Most plaque psoriasis patches on the skin are found in the arms and legs as well as on the trunk and also in any other part of the body. However, knees and elbows are most commonly affected. The good news is that plaque psoriasis is not a contagious disease though it can be passed on through the genes.
Other factors that can cause plaque psoriasis include smoking and being exposed to the sun as well as alcoholism and even HIV infections can lead to this form of psoriasis. In fact, plaque psoriasis only affects, it is believed, one to two percent of Americans and worldwide, it is believed that as many as five and a half million people have this disease.

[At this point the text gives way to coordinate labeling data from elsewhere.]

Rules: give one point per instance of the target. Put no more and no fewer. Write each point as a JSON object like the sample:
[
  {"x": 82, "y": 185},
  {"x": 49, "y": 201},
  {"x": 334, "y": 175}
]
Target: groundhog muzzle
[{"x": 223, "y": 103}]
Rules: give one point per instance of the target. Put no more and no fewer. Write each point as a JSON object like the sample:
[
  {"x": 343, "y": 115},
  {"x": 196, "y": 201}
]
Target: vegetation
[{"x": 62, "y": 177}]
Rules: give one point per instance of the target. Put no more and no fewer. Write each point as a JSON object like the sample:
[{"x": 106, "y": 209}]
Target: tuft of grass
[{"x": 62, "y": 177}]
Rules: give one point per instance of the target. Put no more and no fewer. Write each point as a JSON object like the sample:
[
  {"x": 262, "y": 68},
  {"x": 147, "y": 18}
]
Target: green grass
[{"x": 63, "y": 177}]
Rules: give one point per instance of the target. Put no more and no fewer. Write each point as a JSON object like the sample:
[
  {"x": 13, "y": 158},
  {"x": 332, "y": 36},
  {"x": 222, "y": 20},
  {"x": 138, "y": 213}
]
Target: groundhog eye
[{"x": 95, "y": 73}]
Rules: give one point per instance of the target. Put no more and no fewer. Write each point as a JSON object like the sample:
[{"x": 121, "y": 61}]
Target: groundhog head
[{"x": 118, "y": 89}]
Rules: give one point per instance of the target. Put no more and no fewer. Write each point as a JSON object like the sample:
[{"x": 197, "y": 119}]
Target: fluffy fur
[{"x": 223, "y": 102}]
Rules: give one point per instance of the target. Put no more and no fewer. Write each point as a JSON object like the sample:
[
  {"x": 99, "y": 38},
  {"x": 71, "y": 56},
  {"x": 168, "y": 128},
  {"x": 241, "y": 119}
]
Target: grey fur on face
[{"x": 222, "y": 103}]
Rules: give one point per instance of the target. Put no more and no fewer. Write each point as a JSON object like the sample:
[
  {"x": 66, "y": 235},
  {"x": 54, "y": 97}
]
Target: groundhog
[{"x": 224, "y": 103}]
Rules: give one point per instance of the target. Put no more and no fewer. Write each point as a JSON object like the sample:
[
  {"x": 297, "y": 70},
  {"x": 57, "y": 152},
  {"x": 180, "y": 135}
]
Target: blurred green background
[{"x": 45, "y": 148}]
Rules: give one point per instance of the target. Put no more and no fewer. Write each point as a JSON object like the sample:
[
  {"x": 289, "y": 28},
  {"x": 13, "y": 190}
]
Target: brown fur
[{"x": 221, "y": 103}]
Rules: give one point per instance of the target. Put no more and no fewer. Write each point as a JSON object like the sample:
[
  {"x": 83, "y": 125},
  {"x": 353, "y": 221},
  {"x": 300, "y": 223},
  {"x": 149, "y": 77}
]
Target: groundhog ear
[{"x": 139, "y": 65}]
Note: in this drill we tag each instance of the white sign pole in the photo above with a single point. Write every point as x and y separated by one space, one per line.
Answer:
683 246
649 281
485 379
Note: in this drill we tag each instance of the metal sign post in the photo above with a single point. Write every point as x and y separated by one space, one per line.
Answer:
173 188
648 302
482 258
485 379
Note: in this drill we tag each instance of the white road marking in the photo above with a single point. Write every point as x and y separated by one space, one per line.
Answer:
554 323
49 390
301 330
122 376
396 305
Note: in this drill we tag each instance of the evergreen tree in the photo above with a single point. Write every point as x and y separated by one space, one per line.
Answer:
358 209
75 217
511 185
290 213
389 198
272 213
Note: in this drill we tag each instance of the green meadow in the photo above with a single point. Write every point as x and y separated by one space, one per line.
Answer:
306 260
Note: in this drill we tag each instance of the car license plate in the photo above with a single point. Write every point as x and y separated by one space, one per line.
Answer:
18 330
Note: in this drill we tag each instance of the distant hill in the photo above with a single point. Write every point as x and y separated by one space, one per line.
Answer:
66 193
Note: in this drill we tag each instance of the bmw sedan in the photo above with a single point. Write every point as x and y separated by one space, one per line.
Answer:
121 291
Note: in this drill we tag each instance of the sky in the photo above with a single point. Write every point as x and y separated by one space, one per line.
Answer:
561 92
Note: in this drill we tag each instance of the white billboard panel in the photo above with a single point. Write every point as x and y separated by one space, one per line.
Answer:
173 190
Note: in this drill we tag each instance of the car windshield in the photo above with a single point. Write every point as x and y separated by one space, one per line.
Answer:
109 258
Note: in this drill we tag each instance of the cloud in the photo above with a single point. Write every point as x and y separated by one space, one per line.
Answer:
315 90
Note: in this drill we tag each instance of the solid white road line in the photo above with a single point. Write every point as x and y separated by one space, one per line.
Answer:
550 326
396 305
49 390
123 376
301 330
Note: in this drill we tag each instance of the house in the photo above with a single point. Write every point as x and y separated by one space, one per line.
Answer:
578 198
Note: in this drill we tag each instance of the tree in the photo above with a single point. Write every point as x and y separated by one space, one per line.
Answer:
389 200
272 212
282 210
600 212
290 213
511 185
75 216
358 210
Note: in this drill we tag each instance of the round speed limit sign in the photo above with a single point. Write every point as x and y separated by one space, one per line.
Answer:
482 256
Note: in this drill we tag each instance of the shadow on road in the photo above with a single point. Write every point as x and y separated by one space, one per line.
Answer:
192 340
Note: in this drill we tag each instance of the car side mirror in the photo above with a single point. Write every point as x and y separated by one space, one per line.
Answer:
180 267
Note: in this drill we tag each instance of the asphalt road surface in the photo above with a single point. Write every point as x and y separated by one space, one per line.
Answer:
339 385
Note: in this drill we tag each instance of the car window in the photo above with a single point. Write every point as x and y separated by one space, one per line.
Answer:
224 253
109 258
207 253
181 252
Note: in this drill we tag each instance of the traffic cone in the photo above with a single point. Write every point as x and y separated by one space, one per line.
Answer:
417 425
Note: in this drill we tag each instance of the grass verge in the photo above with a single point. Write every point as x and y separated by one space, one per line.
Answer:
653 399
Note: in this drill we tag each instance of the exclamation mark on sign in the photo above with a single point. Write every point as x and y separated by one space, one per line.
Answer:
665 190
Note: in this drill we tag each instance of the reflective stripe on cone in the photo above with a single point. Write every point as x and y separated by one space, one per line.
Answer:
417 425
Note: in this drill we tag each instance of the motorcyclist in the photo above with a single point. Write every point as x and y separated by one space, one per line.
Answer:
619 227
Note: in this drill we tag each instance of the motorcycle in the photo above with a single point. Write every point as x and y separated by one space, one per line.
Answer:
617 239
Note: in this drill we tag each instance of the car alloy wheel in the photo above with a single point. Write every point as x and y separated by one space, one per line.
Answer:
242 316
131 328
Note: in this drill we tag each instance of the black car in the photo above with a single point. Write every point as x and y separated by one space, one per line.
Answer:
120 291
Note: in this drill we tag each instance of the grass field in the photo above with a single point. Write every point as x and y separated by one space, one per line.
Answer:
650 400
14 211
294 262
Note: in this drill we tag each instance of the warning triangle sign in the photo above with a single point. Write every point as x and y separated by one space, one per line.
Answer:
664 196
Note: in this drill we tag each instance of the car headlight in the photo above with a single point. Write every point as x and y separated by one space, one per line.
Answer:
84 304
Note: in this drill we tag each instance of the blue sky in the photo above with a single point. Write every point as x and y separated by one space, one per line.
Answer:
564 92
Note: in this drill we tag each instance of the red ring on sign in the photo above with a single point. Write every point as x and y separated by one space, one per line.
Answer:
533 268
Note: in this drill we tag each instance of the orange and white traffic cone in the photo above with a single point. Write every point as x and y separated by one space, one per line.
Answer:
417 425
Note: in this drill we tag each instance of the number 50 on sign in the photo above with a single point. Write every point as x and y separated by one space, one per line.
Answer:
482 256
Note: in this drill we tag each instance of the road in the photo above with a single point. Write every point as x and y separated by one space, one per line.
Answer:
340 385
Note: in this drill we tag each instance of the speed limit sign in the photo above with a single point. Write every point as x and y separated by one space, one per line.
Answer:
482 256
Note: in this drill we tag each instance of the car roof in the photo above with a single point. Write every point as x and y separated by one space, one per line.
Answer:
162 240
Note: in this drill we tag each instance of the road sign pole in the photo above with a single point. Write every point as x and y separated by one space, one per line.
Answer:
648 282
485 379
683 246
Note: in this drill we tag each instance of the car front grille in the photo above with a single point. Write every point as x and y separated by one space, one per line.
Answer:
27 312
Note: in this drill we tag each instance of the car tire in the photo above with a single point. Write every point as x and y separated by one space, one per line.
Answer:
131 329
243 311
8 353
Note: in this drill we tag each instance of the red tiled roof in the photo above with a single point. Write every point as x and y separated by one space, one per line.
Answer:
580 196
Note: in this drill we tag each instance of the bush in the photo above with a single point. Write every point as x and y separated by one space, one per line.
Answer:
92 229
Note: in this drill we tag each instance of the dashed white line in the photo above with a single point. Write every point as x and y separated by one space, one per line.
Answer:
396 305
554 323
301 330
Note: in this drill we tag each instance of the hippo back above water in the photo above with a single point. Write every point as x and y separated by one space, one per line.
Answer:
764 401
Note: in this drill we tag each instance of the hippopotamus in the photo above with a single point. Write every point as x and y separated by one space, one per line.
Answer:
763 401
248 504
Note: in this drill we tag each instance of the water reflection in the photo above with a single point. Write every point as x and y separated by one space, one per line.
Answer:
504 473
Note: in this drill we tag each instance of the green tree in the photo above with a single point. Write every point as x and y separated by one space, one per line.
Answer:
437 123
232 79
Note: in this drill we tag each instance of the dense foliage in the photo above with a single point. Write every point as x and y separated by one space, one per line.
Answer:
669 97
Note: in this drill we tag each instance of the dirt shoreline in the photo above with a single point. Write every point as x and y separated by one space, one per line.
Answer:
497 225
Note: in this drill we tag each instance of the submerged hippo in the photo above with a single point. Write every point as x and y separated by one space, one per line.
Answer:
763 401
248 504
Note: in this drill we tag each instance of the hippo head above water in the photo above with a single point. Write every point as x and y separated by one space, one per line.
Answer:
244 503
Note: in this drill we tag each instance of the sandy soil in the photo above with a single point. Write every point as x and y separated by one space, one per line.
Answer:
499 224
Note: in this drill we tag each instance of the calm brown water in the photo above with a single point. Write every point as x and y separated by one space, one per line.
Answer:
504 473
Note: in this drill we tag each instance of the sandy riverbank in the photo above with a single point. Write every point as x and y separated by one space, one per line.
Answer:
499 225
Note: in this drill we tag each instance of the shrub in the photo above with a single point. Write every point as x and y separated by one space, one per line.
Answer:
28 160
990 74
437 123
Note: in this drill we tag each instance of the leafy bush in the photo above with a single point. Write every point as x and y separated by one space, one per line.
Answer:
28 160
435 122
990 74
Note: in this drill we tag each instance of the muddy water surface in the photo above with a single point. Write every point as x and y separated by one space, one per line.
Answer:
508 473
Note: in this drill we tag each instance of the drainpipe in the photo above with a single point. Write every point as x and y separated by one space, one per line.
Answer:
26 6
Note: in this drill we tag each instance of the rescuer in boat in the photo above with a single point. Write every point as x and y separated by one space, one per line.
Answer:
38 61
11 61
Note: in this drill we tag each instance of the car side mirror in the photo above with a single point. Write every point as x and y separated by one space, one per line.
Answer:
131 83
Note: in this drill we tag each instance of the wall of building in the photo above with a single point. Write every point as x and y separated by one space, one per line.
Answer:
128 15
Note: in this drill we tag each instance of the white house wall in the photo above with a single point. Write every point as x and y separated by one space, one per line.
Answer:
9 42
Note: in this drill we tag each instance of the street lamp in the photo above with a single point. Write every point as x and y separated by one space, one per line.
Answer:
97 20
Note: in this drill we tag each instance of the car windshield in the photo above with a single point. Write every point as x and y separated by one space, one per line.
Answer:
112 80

Plaque psoriasis can affect both children as well as adults and there is also no difference as far as gender goes because women and men are equally affected by this disease. Females however do tend to develop plaque psoriasis earlier than is the case with men. Other than that plaque psoriasis begins to develop in people that are aged between sixteen and twenty-two years of age and is later also found occurring in people aged between fifty-seven and seventy years.
Chronic plaque psoriasis is generally diagnosed clinically, though it can also be diagnosed through biopsy. Plaque psoriasis also affects people of every race though there is evidence to suggest that people living in Scandinavia as well as in the Western European countries are more prone to developing this condition as compared to people in other parts of the world.